Yeah, I'd agree with that. I've found that very light, resonant, acoustically loud electric guitars feel "alive" in your hands but that doesn't always translate into good sustain.
Whereas guitars which feel quite "dead" acoustically can turn out to have really good sustain when amplified - often the case with hefty guitars like Les Pauls!
I can confirm that my Vox Custom 24, which is rather quiet (not very resonant) unplugged (I wouldn't say "dead" cause it still does react to playing, attack etc), has an amazing sustain even on pristine clean settings.
But the Vox Standard 25 I had a couple years ago had almost as much sustain, while being very resonant (and a strat-like construction where neither the bolt-on neck nor the vintage trem are known to help wrt/ sustain). The main difference vs a strat was the very thick and heavy maple body (which I guess was at least 4 or 5 parts - not supposed to help neither).
I sometimes think the resonance of the body dissipates the energy from the vibrating strings by sort of soaking it up, hence less sustain. That probably doesn't make much sense scientifically....
It does make sense and that's why we've seen all these very heavy neck-thru guitars in the late 70s / early 80s - which the Vox Custom 24 is a typical specimen of. But while there may be some truth in it, the whole phenomenon is obviously much more complex.
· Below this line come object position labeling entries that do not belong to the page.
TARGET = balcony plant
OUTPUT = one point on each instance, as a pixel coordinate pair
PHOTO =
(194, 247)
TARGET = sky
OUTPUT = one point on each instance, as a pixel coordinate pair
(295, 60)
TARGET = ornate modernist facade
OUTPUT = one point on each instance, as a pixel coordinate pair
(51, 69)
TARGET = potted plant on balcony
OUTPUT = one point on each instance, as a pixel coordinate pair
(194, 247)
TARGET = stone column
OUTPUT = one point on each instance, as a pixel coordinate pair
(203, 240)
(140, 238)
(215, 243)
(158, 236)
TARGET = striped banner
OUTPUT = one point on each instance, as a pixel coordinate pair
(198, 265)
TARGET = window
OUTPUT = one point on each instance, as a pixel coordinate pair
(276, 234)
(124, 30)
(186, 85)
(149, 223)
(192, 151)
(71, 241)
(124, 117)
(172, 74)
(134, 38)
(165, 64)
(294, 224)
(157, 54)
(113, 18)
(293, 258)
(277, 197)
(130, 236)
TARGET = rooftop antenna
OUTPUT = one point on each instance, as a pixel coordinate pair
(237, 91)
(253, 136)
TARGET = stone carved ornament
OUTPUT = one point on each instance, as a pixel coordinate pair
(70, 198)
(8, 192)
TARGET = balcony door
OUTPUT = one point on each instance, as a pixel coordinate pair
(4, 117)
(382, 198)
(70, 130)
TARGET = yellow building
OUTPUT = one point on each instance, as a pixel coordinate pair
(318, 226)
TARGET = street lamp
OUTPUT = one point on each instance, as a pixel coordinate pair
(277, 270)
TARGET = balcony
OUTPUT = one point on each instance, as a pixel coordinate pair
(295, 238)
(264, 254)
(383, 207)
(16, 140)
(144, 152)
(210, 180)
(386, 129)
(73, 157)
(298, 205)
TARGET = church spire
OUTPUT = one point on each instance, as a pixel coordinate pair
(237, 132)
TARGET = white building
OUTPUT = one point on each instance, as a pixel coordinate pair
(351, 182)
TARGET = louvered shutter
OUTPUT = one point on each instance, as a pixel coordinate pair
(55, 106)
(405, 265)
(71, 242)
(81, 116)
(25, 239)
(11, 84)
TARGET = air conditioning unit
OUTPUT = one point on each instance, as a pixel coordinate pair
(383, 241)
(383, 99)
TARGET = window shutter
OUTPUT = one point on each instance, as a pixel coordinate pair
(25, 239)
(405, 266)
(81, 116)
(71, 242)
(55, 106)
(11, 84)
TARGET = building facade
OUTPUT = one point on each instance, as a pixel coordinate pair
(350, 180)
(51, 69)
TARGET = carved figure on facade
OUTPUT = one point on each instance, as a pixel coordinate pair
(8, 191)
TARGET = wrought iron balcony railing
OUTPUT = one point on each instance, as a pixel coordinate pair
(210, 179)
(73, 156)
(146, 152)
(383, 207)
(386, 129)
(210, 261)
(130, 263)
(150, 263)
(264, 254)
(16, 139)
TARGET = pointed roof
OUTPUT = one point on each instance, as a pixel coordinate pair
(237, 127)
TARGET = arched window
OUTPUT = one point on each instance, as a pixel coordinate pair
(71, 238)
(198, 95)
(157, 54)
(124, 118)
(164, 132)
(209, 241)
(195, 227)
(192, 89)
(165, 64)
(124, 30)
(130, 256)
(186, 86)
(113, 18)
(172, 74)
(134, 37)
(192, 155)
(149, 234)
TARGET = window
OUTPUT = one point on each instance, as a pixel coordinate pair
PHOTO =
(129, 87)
@Itamar: as everyone else already said, sustain (natural sustain I mean) depends mostly on mechanical factors, so if you feel like your guitar lost sustain then you know what to check for. You mentionned it had "gone through multiple changes with techs" - which of these changes could have had some impact on the mechanical side of things ? Anyway - this is IMHO a job for a good luthier (not "guitar tech").
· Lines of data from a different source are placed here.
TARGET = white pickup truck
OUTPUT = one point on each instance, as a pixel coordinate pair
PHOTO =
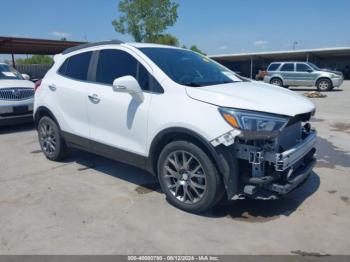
(16, 96)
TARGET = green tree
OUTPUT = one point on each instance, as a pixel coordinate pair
(35, 59)
(145, 20)
(194, 48)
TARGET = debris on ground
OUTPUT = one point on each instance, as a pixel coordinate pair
(314, 94)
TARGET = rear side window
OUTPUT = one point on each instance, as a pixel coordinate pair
(288, 67)
(76, 66)
(273, 67)
(303, 68)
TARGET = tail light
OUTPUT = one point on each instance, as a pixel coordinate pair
(37, 85)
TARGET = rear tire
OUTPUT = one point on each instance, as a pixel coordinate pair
(324, 84)
(276, 81)
(188, 177)
(51, 141)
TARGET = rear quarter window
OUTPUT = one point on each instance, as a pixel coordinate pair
(273, 67)
(289, 67)
(76, 66)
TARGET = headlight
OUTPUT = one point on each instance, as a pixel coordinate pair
(253, 121)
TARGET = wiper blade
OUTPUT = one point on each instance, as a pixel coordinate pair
(193, 84)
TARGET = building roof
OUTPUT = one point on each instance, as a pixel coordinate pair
(17, 45)
(290, 54)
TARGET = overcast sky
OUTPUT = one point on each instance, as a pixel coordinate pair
(215, 26)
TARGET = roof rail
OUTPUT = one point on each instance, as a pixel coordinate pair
(78, 47)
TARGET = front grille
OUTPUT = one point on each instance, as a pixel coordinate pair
(16, 93)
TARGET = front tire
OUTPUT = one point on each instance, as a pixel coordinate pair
(324, 84)
(51, 142)
(188, 177)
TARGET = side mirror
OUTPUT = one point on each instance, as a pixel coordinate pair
(128, 84)
(26, 77)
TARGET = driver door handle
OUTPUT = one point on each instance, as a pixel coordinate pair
(52, 87)
(94, 98)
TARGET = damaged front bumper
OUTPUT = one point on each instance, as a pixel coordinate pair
(277, 173)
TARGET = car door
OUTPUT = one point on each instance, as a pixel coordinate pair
(70, 88)
(118, 120)
(288, 74)
(305, 74)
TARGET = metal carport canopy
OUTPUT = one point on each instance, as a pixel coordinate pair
(333, 52)
(17, 45)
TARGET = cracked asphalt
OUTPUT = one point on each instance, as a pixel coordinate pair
(92, 205)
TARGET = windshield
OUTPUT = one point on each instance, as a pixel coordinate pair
(189, 68)
(315, 67)
(8, 72)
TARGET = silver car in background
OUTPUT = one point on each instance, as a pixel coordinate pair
(16, 96)
(302, 74)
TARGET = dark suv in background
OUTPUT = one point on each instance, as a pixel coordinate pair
(302, 74)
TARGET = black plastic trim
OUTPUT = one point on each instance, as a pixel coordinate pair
(105, 150)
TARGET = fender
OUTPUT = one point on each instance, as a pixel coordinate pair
(42, 111)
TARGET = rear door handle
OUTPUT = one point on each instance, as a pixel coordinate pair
(52, 87)
(94, 98)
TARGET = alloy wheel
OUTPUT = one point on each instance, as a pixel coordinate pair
(47, 138)
(185, 177)
(323, 85)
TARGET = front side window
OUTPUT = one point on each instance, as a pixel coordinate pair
(303, 68)
(8, 72)
(288, 67)
(114, 63)
(189, 68)
(273, 67)
(76, 66)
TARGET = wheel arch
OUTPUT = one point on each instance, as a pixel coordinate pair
(278, 77)
(175, 134)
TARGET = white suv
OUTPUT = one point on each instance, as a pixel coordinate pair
(201, 129)
(16, 96)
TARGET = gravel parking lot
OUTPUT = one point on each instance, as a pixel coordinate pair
(91, 205)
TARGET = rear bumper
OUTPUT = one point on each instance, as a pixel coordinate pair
(336, 82)
(16, 114)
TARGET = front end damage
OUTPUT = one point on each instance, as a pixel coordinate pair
(271, 165)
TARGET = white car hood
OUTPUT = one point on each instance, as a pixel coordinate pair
(16, 83)
(253, 96)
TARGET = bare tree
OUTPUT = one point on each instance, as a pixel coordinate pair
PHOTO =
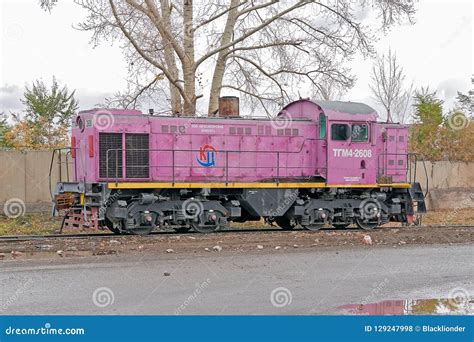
(265, 50)
(328, 89)
(388, 86)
Do you think a tubescreamer would help?
By definition, any clipping stage will level out the loudest part of the signal, which impacts the perception of the sustain - but this will not _add_ anything by itself. For "infinite sustain" you have to have enough gain and / or (preferably) volume to go into feedback, then find the correct distance / position to get this feedback on the right frequency.